LIMESTONE, Maine — Hundreds gathered for the Maine School of Science and Mathematics graduation on May 27, filling nearly every seat in the Limestone Community School auditorium.
Before marching, the MSSM Class of 2017 anxiously gathered in the community school library. Some graduates, clad in cap and gown, sat on playground swingsets during the wait, holding on to their final hours as high schoolers before returning to homes across the state and country to pursue college and careers.
The large audience showed its appreciation with thunderous applause and standing ovations as seniors marched to receive their diplomas, and speeches were given by graduating senior Rachel Pike and University of Maine System Chancellor James H. Page.
Pike began by thanking attendants for their support, and made a point to eschew the tropes of graduation speeches.
“There is so much more than the cap and gown or the tassel moving from one side to the other — our lives are changing,” Pike said. “We’ve faced hardships and fear, and have been forced to watch as our lives progress before us.”

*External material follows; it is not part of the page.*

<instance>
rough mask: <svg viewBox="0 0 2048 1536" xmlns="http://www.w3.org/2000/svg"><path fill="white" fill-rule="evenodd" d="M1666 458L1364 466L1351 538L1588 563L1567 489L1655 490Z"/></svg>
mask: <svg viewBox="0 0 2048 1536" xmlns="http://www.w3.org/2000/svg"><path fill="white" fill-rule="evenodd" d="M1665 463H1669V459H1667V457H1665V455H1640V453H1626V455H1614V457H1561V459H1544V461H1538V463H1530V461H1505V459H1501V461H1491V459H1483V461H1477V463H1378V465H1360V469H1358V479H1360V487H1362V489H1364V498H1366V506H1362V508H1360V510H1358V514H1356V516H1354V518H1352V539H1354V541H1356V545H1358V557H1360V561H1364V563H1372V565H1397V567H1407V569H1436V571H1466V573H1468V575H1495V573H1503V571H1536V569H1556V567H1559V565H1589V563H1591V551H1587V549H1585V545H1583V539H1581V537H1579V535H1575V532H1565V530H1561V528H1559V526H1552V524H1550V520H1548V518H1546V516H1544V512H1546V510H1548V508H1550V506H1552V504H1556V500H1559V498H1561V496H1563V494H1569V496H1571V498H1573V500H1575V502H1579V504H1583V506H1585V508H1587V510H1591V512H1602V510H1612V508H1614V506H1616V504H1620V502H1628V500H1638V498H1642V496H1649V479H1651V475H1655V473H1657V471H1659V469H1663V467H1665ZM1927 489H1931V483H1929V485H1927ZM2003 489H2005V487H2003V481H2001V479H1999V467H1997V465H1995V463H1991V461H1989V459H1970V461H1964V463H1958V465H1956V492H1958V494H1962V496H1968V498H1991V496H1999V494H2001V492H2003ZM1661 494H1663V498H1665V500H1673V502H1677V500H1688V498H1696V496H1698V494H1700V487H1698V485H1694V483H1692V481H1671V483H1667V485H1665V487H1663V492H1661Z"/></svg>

Pike’s speech focused on the theme of sacrifice, and how future decisions will carry more weight than before.
“The road to success is not a paint by numbers endeavor,” Pike said. “It is not a choose your own adventure novel you can control. The road to success is an ever-present struggle to wade through the murky waters of our uncertain futures. The road to success is riddled with sacrifice.”

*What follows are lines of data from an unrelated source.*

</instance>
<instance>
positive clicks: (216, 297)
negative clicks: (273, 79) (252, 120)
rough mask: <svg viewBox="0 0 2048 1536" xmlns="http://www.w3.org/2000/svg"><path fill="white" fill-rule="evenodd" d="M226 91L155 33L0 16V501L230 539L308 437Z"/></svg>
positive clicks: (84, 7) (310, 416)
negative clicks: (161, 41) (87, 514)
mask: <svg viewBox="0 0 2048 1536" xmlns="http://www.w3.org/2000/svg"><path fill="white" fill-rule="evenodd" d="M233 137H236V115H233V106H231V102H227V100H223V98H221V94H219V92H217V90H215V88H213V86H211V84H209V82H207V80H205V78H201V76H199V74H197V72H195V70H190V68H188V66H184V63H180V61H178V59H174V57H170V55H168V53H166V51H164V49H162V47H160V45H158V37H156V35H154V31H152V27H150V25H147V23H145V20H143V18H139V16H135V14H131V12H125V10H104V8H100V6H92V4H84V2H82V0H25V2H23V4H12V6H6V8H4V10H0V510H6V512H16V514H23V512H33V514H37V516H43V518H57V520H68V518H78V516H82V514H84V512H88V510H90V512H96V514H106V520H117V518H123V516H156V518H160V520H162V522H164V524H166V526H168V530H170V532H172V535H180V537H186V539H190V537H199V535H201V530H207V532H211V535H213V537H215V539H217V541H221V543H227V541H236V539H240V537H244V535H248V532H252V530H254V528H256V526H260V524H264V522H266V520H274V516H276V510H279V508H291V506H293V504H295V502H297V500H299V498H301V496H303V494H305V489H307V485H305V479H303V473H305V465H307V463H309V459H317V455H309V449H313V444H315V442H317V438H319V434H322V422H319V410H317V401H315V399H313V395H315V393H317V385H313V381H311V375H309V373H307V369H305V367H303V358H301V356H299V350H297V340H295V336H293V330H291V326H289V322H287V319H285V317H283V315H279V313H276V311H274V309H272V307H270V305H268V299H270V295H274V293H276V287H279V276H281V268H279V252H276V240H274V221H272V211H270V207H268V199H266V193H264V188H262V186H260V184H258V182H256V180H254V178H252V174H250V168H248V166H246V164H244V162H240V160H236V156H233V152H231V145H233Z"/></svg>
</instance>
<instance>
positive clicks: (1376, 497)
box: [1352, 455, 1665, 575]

To further illustrate her point, Pike presented the multiverse theory as a metaphor for the struggles of adult life.
“If you think about there being multiple universes out there, where the opposite result of every decision you’ve made plays out in a different realm,” Pike said, “out there, somewhere in the multiverse, a version of ourselves may be living an entirely different life. But we have to be proud of our decisions, we have to understand that every sacrifice we’ve ever made will be for a future we believe to be beneficial.”
In his keynote address, the chancellor stressed the importance of the scientific method and the logical structure of mathematics as tools that will assist graduates in nearly all future endeavors.

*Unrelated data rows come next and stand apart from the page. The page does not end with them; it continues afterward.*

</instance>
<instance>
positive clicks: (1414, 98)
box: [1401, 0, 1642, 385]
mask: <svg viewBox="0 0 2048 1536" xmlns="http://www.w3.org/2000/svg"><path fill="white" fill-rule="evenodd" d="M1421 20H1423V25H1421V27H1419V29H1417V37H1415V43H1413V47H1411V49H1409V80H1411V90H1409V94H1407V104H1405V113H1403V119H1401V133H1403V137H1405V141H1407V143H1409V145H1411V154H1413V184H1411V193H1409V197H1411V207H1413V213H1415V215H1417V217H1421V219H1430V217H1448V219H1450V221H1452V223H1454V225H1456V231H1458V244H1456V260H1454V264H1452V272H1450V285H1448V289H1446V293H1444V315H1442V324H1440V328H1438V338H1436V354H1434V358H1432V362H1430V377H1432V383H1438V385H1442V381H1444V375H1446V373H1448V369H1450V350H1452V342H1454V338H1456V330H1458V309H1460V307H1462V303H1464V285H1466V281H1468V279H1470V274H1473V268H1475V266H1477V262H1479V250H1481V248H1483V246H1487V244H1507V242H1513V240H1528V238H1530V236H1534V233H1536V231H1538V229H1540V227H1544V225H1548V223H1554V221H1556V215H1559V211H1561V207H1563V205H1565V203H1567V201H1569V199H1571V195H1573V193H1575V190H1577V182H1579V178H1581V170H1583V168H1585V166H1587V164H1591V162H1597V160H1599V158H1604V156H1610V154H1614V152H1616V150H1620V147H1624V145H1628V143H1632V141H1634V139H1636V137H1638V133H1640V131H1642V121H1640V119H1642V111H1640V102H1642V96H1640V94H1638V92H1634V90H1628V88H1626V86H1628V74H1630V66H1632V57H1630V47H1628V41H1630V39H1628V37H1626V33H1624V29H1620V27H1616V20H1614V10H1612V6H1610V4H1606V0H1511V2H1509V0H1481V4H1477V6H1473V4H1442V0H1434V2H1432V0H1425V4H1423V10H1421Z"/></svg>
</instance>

“Logical implication is not a matter of opinion, a valid argument is one where it’s not possible for the premise to be true if the conclusion is false,” Page said. “The tools you use to analyze are the tools you will use for the same analysis in whatever field you choose to enter. In your studies in math, you have that foundation.”
The UMaine chancellor urged graduates to use these tools and to not take anything said to them at face value, even if the person saying it has great authority.
“In premodern times, people used to say that a certain thing in physics or biology was true because Aristotle said it, or in studying the cosmos, people thought things were true because Ptolemy reported it,” Page said. “They were both great scientists, but they were not progenitors of truth. Something isn’t true because an authority said so, it’s true because it represents the way it is. In exploring what that is, an appeal to authority is not the way to move forward.”
Page said graduates should continue to use open-minded skepticism in their adult lives.
“Take these points, the logical structure of mathematics and principles of the scientific method,” Page said. “Use those and you will not go wrong in your career, in the activities of your community and with your family.”